On Jun 7, 2007, at 1:55 PM, Edward Betts wrote:
> I'd like to be able to highlight the matches in a field without
> creating an excerpt from it.
At least one other person has made the same feature request (<http://
rt.cpan.org/Ticket/Display.html?id=25400>).
The revised Highlighter API introduced in 0.20_03 is intended to
facilitate such features. You can even process the same field
multiple times if you want.
$highlighter->add_spec(
field => 'content',
name => 'less'
excerpt_length => 50,
);
$highlighter->add_spec(
field => 'content',
name => 'more'
excerpt_length => 2000,
);
...
print "$hit->{excerpts}{less}\n";
...
print "$hit->{excerpts}{more}\n";
As I mentioned in my reply to that bug report, you can sort of fake
up a non-excerpted excerpt by making excerpt_length a large number.

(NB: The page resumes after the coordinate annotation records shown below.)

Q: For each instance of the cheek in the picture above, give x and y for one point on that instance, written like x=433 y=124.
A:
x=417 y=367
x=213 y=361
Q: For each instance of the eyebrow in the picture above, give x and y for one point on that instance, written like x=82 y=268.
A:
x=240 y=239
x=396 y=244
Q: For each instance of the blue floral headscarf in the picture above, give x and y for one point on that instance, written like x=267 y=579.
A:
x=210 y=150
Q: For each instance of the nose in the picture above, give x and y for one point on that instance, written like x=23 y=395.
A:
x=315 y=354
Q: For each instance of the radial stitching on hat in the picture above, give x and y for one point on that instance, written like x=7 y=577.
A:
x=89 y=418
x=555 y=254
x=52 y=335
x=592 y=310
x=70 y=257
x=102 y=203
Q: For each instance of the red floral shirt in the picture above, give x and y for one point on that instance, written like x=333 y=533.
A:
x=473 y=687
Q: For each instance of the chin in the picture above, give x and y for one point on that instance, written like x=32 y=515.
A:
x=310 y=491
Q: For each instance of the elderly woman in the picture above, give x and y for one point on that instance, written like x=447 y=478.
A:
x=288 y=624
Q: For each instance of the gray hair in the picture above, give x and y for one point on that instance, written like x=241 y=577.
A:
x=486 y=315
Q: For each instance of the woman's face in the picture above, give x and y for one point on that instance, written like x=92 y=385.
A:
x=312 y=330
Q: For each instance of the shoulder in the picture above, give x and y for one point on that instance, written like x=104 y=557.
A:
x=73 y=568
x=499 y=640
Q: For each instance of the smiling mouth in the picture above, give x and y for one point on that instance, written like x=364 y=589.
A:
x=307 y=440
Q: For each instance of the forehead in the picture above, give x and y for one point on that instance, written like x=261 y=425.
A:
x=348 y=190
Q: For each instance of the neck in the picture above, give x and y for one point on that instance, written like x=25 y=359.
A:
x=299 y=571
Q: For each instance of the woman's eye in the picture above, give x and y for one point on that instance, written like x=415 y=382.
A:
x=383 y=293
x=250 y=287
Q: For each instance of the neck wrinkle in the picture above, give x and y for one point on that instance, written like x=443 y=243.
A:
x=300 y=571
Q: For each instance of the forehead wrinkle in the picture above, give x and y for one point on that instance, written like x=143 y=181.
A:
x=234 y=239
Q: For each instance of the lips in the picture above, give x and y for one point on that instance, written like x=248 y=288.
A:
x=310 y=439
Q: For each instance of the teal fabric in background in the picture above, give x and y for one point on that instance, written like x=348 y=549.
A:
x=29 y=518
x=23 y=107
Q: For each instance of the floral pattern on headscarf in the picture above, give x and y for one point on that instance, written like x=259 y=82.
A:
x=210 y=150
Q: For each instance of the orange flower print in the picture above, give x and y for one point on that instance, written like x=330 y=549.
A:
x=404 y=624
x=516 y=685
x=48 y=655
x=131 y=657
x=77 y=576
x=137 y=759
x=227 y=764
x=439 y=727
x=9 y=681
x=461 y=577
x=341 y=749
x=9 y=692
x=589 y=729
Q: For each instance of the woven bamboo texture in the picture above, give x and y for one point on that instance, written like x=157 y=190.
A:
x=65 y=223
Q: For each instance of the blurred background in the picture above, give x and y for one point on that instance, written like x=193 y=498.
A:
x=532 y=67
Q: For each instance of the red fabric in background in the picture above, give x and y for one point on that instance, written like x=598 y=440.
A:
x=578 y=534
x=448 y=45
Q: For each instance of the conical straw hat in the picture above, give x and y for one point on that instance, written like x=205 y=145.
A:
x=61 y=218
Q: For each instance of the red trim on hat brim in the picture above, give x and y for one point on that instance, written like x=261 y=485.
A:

However, as was pointed out to me, Highlighter will tack on an
ellipsis unless the field ends with a period.
That's a bug that needs fixin'. Highlighter should not tack on an
ellipsis if the end of the excerpt coincides with the end of the
field value.
> A typical use case would be for
> highlighting in titles, like Google does.
Another use would be highlighting within URLs, something Google also
does.
> I would have a go at implementing it, but I'm not sure how best to fit
> it into the class hierarchy, and where to put the result in the data
> structure returned by fetch_hit_hashref.
It should still go under $hit->{excerpts}.
I think there's a bit of a disconnect because of the name of that
hash key and the name of the Hits method, "create_excerpts". Those
names sort-of imply that you can't use the Highlighter without
excerpting. Maybe that Hits method should be named "set_highlighter"
instead, though having the word "highlighter" in there sort-of
implies the opposite -- that you can't create excerpts without
highlighting -- which is just as misleading.
In any case, there should be a way to turn off excerpting via the
Highlighter->add_spec API. I think the best way to do that is to add
a extract_excerpt parameter to add_spec():
$highlighter->add_spec(
field => 'title',
extract_excerpt => 0, # default 1
);
Another possibility would be to treat an explicit undef supplied to
excerpt_length as an indication that no excerpting should be
performed, but I think people reading the docs wouldn't find that as
easily.
Do you feel like taking this on?
Marvin Humphrey
Rectangular Research
http://www.rectangular.com/